Amritsari fish fry, shallots fried in the remaining oil, with potato aubergine fry, and garlic raita. Lots of mustard oil and black salt. Potent. Proper fish slice meant it was considerably easier to flip a large fillet without it falling to pieces. Much better than my normal awkward 2 spatula flip and hope. Cast iron pan is developing nicely too.
Like the idea of “braised” or “scorched” lettuce.
It doesn’t sound right but somehow it works.
Cucumber sautéed with some dill is wonderful accompaniment to salmon
Peas, leaks and some gently braised baby gems is a great thing.
made a root veg (potato, sweet potato, parsnip, carrot and onion) soup. Flavoured with garlic, ginger, cloves, cardamom, cumin & chilli. Stirred in some tamarind water to counter the sweetness of the veg
Making tha chilli slurry for chilli:
De Arbol, Naga, smoked Chipotle, Ancho and Pasilla, toasted and rehydrated, plus chipotle en adobo and toasted garlic.
Fiend!
which meats?
I am tempted next time to use a mix of pork, beef and chicken, thighs and feet
Mince this time, plus pork shoulder and chorizo. I slow cook the beef and then add the pork later or it disintegrates into gravy.
Dinner: steak and kidney (not) pie with savoy cabbage for me…
…sausage, mash and gravy filled yorkshires for Ann.
A two plate dinner…How very louche
Ahhhh addendum … apologies Jim I thought they were both yours…

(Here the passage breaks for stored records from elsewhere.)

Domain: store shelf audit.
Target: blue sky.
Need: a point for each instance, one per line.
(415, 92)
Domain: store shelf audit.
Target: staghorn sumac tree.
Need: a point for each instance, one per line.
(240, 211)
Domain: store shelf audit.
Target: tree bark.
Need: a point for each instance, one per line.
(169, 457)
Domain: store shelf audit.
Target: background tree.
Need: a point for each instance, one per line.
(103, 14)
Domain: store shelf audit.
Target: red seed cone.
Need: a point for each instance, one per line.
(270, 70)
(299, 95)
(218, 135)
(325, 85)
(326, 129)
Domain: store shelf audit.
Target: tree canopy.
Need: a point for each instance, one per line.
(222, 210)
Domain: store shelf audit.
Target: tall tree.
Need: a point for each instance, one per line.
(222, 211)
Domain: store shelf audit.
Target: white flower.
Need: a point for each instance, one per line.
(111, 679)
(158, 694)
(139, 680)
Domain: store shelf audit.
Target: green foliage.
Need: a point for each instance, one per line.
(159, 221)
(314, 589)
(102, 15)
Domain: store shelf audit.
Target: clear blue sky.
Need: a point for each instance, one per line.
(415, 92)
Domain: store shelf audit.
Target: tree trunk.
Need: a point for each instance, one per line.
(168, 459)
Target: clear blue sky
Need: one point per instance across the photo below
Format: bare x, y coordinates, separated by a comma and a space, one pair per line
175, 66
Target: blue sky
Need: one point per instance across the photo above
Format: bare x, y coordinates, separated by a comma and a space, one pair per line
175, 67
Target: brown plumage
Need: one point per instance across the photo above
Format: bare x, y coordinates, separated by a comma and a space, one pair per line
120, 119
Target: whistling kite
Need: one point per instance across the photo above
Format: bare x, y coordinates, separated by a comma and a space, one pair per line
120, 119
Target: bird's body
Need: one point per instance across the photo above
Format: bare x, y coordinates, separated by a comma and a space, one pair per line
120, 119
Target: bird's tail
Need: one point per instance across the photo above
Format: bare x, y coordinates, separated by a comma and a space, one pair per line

Sous Vide salmon with lemon, and a tomato & caper dressing. Salt and pepper saute potatoes. Baby gem, pea and coriander salad. Vac packed, smashed and compressed cucumber with dill and garlic
That salmon looks beautifully cooked
Attempting my first tahdig, but scaled down to the amount of rice we’d normally have between us, so we shall see how it goes. Suspect if it works at all it will mainly be tahdig and very little rice. Most likely soft saffron potatoes with soggy rice.
Gormeh sabzi (with chicken thighs) braising in the oven.